Writing screwy, simple-minded jokes for Gracie was good preparation for where Henning made his biggest mark. A native Missourian, he began to get feet wet in rural humor, writing scripts for The Real McCoys (1957-59), and The Andy Griffith Show (1961).
Finally in 1962, he launched his masterwork, The Beverly Hillbillies (1962-1971), which he created, produced and wrote for — and even composed the memorable theme song. Then, the popular spinoffs, Pettitcoat Junction (1963-70), and Green Acres (1965-71). For most of the Vietnam War era, the character of CBS’s comedy program was largely influenced by Henning. Then, in the early ’70s, CBS implemented the so-called “rural purge” which we wrote about here, and his shows were all canceled!

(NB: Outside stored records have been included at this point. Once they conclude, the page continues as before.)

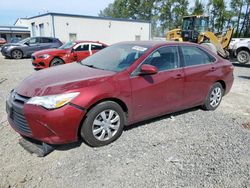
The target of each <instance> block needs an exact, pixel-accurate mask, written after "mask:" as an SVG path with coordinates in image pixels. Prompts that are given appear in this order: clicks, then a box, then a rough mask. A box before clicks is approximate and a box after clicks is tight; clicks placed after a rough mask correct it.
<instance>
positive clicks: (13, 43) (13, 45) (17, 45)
mask: <svg viewBox="0 0 250 188" xmlns="http://www.w3.org/2000/svg"><path fill="white" fill-rule="evenodd" d="M5 46H24V44H21V43H7V44H5V45H4V46H3V47H5Z"/></svg>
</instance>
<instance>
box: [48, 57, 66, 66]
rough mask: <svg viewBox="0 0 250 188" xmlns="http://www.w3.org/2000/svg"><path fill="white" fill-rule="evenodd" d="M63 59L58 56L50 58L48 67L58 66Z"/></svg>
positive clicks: (63, 62)
mask: <svg viewBox="0 0 250 188" xmlns="http://www.w3.org/2000/svg"><path fill="white" fill-rule="evenodd" d="M63 64H64V61H63V60H62V59H60V58H57V57H56V58H54V59H52V61H51V62H50V67H54V66H58V65H63Z"/></svg>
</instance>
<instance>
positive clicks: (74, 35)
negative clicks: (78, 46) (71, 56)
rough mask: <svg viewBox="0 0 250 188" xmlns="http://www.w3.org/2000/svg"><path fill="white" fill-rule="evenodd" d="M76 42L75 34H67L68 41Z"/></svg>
mask: <svg viewBox="0 0 250 188" xmlns="http://www.w3.org/2000/svg"><path fill="white" fill-rule="evenodd" d="M76 40H77V36H76V33H70V34H69V41H72V42H75V41H76Z"/></svg>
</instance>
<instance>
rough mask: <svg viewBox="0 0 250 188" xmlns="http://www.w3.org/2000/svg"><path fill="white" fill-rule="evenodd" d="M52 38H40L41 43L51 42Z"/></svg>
mask: <svg viewBox="0 0 250 188" xmlns="http://www.w3.org/2000/svg"><path fill="white" fill-rule="evenodd" d="M52 42H53V39H50V38H41V43H52Z"/></svg>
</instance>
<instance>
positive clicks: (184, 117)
mask: <svg viewBox="0 0 250 188" xmlns="http://www.w3.org/2000/svg"><path fill="white" fill-rule="evenodd" d="M32 72H34V71H33V67H32V66H31V62H30V59H23V60H10V59H4V58H3V57H2V56H0V158H1V160H0V167H1V168H0V187H28V188H30V187H71V188H74V187H250V157H249V156H250V145H249V143H250V125H249V124H247V123H249V122H250V99H249V98H250V89H249V88H250V87H249V86H250V65H247V66H235V82H234V85H233V88H232V91H231V92H230V93H229V94H228V95H227V96H225V97H224V98H223V101H222V103H221V105H220V107H219V108H218V109H217V110H216V111H213V112H207V111H202V110H200V109H199V108H194V109H191V110H186V111H182V112H179V113H175V114H170V115H166V116H164V117H160V118H156V119H153V120H151V121H147V122H143V123H140V124H136V125H133V126H131V127H130V128H128V129H127V130H125V131H124V132H123V134H122V136H121V137H120V138H119V139H118V140H117V141H115V142H114V143H112V144H110V145H108V146H105V147H101V148H91V147H88V146H87V145H85V144H84V143H76V144H70V145H66V146H61V147H59V148H58V149H57V150H55V151H54V152H52V153H51V154H49V155H48V156H46V157H44V158H38V157H36V156H35V155H31V154H29V153H28V152H27V151H25V150H24V149H23V148H22V147H21V146H20V145H19V144H18V139H19V138H20V137H19V135H18V134H17V133H16V132H15V131H13V130H12V129H11V128H10V126H9V125H8V123H7V121H6V115H5V100H6V98H7V96H8V93H9V91H10V90H11V89H12V88H14V87H15V86H16V85H17V84H18V83H20V82H21V80H23V79H24V78H25V77H26V76H28V75H29V74H31V73H32ZM5 79H6V80H5Z"/></svg>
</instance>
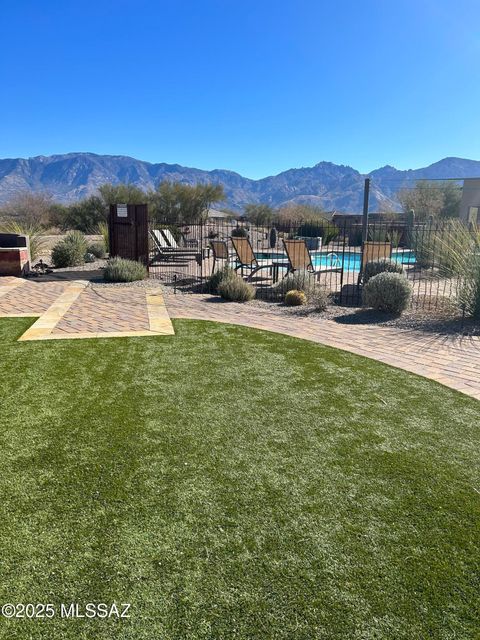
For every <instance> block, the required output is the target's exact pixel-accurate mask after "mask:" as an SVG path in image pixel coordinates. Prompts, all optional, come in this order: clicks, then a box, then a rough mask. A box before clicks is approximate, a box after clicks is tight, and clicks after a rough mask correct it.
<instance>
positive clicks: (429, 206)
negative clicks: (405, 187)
mask: <svg viewBox="0 0 480 640" xmlns="http://www.w3.org/2000/svg"><path fill="white" fill-rule="evenodd" d="M397 198H398V200H399V202H400V204H401V205H402V208H403V211H404V212H405V213H408V212H409V211H411V210H412V209H413V210H414V211H415V218H416V219H417V220H419V221H424V220H427V219H428V218H429V217H430V216H433V217H434V218H457V217H458V215H459V213H460V201H461V199H462V193H461V189H460V188H459V186H458V185H457V184H455V183H454V182H451V181H442V182H440V181H434V180H430V181H429V180H421V181H418V182H417V183H416V185H415V187H413V188H412V189H402V190H401V191H399V192H398V194H397Z"/></svg>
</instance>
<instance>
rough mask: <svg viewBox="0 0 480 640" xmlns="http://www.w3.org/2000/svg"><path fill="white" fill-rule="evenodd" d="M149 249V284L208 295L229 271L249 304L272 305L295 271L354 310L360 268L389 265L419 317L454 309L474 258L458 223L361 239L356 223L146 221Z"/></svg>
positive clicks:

What a turnaround! From having three shows on the air, Henning went to doing practically nothing in show business. Which is a little surprising, given his former productivity. He even had a burgeoning career as a screenwriter to fall back on. He’d cowritten the screenplays to the Doris Day/ Rock Hudson/ Tony Randall comedy Lover Come Back (1961) and the Marlon Brando/ David Niven/ Shirley Jones comedy Bedtime Story (1964). But after the purge, there were only regurgitations. The inevitable reunion TV movie The Return of the Beverly Hillbillies (1981), and the 1988 remake of Bedtime Story with Steve Martin and Michael Caine, Dirty Rotten Scoundrels. The 1993 Beverly Hillbillies movie updated the franchise with a different cast. I saw it in theatres when it came out, never dreaming that Paul Henning was still alive! He was 93 when he passed away in 2005.